Explained: The Need For Balancing Development And Conservation With Rs 6,000 Crore Kaziranga Elevated Road Project
The project will ensure the preservation of Kaziranga landscape.
It will present a good example of the coexistence of conservation and development to be emulated in projects through natural areas.
Union Minister for Road Transport and Highways Nitin Gadkari conducted a review of the progress of the Kaziranga Elevated Road Project on Wednesday (10 May).
Kaziranga National Park, situated in Assam, is a United Nations Educational, Scientific and Cultural Organization (UNESCO) World Heritage Site of India and is known for the great Indian one-horned rhinoceros.
The Kaziranga Elevated Road project entails the construction of approximately 34 kilometres of elevated roads at sites identified by the Wildlife Institute of India (WII), where animal crossings occur.
The elevated highway will run alongside the present NH 715.
Assam's Public Works Department (PWD) has requested permission from the Environment Ministry to build a greenfield four-lane elevated road for the execution of wildlife-friendly measures on the Kaziranga National Park segment of NH 715 (previously NH 37).
The expert appraisal committee (EAC) of the Union Environment Ministry has recommended that terms of reference (ToR) be granted to the Assam government's long-pending request to build a new four-lane elevated highway with animal crossings to replace NH 715.
The ToR grant is an important aspect of obtaining environmental clearance for large projects. Following the approval of the ToR, the project will undergo public consultations, culminating in final environmental clearance from the Centre.
Over 70 hectares of land will be required for the project, which will need the removal of over 3,000 trees. For local needs, EAC has sought bare minimum tree removal and an access-controlled structure.
Salient Features Of The Project
The four-lane project will run along an existing arterial highway (NH 715) and will be built at a cost of Rs 6,000 crore.
Additionally, it involves widening the intervening at-grade road to a four-lane highway, totalling approximately 50 kilometres in length, and building tunnels spanning approximately 3km kilometres. The alignment was determined in collaboration with the WII.
The elevated road is planned to be built over nine corridors used by the animals of the Kaziranga National Park (KNP) usually during high floods.

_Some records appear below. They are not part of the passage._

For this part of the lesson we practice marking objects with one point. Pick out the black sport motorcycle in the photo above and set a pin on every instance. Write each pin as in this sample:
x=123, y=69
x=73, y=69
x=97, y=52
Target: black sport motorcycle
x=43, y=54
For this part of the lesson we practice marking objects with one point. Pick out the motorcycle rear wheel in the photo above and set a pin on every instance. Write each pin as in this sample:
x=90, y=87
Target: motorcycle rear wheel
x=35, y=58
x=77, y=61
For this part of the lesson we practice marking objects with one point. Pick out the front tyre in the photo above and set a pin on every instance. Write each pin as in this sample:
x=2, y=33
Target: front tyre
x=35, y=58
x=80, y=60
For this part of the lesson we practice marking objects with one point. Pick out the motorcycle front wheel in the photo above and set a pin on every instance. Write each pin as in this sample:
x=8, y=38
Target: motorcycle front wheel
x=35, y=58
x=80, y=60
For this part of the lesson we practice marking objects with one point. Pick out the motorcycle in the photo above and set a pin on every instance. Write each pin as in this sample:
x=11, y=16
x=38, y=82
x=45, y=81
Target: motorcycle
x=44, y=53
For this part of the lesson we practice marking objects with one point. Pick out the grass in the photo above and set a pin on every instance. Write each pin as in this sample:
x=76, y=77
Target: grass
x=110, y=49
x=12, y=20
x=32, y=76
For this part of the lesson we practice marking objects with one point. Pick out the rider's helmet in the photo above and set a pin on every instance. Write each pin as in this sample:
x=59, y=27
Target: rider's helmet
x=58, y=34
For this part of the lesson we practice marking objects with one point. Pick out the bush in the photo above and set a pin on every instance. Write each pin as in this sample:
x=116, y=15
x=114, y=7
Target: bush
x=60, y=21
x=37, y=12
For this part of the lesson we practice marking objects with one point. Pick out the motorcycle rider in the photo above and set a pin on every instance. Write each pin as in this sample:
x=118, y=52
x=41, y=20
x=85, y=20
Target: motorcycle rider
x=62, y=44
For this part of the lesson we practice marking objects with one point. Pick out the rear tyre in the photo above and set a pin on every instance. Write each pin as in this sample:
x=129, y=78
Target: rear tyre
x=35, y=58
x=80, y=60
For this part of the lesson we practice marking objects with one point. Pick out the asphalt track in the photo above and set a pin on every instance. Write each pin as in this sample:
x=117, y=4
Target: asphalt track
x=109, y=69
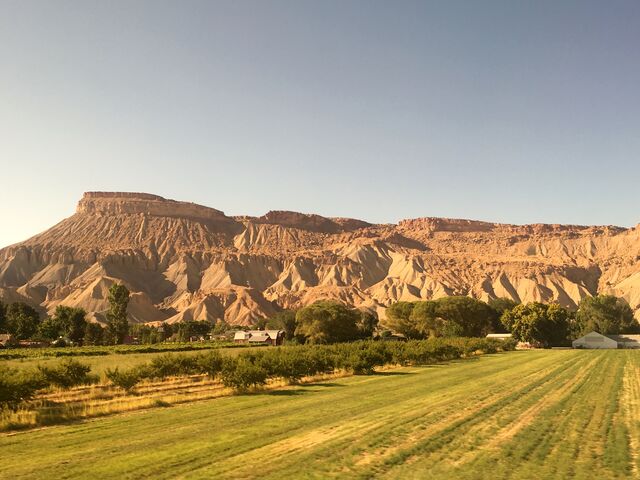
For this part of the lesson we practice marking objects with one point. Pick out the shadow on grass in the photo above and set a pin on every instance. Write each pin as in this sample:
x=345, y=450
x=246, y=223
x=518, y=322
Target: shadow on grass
x=392, y=374
x=323, y=384
x=285, y=393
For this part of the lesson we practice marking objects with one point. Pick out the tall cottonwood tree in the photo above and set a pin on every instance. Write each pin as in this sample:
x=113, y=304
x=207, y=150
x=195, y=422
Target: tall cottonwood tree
x=117, y=323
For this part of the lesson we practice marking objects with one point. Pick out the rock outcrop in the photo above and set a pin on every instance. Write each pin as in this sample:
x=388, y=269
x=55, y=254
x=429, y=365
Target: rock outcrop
x=186, y=261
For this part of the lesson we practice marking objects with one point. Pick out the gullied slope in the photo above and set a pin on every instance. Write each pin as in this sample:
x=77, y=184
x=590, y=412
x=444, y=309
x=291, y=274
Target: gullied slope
x=185, y=261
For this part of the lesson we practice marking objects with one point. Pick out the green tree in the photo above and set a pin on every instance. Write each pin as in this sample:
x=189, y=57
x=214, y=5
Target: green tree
x=424, y=320
x=604, y=314
x=66, y=322
x=367, y=323
x=49, y=329
x=93, y=334
x=327, y=322
x=538, y=324
x=500, y=305
x=285, y=320
x=117, y=322
x=22, y=320
x=193, y=328
x=3, y=317
x=473, y=318
x=398, y=319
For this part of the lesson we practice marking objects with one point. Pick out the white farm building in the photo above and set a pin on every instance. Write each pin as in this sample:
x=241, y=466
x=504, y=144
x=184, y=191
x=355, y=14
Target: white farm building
x=597, y=340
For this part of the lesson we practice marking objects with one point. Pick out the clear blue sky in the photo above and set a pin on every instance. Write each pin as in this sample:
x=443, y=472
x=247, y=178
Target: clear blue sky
x=507, y=111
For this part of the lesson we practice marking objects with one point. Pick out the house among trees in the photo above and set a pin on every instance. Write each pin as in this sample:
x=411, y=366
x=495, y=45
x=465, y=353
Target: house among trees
x=7, y=340
x=500, y=336
x=260, y=337
x=597, y=340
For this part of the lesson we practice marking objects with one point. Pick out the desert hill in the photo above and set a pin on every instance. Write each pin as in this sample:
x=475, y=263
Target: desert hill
x=186, y=261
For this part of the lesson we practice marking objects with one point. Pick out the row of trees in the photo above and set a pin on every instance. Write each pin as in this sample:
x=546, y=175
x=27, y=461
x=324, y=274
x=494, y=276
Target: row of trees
x=323, y=322
x=249, y=368
x=536, y=323
x=24, y=322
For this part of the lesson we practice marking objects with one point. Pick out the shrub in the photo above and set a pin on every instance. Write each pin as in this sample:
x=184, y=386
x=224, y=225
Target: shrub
x=18, y=386
x=172, y=365
x=242, y=373
x=210, y=363
x=126, y=379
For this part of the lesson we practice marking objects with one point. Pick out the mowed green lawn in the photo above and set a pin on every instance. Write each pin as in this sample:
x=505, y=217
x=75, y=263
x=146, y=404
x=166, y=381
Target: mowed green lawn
x=99, y=363
x=517, y=415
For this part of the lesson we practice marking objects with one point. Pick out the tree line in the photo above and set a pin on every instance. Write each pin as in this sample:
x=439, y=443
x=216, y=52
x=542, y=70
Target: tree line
x=536, y=323
x=24, y=322
x=249, y=368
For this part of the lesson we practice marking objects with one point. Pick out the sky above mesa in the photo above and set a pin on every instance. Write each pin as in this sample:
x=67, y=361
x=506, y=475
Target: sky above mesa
x=507, y=111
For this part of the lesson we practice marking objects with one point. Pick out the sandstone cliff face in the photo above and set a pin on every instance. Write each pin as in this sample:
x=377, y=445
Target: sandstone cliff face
x=186, y=261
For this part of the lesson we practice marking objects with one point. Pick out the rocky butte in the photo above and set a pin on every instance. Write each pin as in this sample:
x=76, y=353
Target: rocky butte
x=186, y=261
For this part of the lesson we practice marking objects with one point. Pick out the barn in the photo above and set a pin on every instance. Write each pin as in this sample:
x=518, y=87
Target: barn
x=626, y=341
x=594, y=340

The nine identified corridors are Panbari, Haldhibari, Bagori, Harmati, Kanchanjuri, Hatidandi, Deosur, Chirang and Amguri.
This will have a vertical clearance of 9-10 metres for animals' passage underground, two tunnels, and nine animal corridors in the Nagaon and Golaghat districts.
Noise barriers and head light diffusers with vegetated panels and solar panels would be installed on the project.
The project will also feature cut and fill tunnels for animal overpass.
Need for Kaziranga Elevated Road Project — Roadkills, Habitat Fragmentation
NH 715 is a 61 km stretch, running along the southern boundary of Kaziranga National Park, between Bokakhat and Ghorakati ranges. It connects Assam and Imphal.
Kaziranga National Park provides a habitat for Bengal tigers, Asian elephants, and two-thirds of the world’s one-horned rhinoceroses, as well as a diverse array of smaller mammals, reptiles, amphibians, and birds.
Kaziranga National Park is bordered to the north by the Brahmaputra River, which floods the park every monsoon season (June–September).
As the rains begin, many animals are forced to cross the NH to access the higher-elevation hills in the Karbi-Anglong district to the south, becoming vulnerable to collisions with vehicles.
Previously, this was not a serious concern because the park's woodlands and grasslands formed a unified natural unit with few human habitations.
However, in recent years, NH 715, which runs parallel to the park's southern edge, has opened up the area to tea plantations and settlers, and as a result, the forest cover has decreased, resulting in habitat fragmentation.
The traffic on the 54 km stretch of highway also acts as a barrier to animals moving from the park to the Karbi Anglong hills during the monsoon.
This has affected the natural movement of animal communities between grasslands and woodlands in the landscape to avoid floods as well as to forage and other life processes.
According to WII research, 1,176 wild animals were killed along the 64-kilometre course of the highway in KNP between January and December 2019. The number of animals killed on the roads has increased over the years.
With this project, the wild animals crossing from Kaziranga to Karbi Anglong will be provided a safe passage to maintain the integrity and sustainability of Kaziranga National Park.
Balancing Conservation And Development — Boost To Tourism
Additionally, the project is also expected to boost tourism in the region, which is a significant contributor to the state's economy.
Viewing platforms on the elevated road, complete with vehicle parking and kiosks will be included to provide tourists with an opportunity for wildlife watching.
The project will ensure preservation of Kaziranga Landscape. It will present a good example of coexistence of conservation and development to be emulated in projects through natural areas.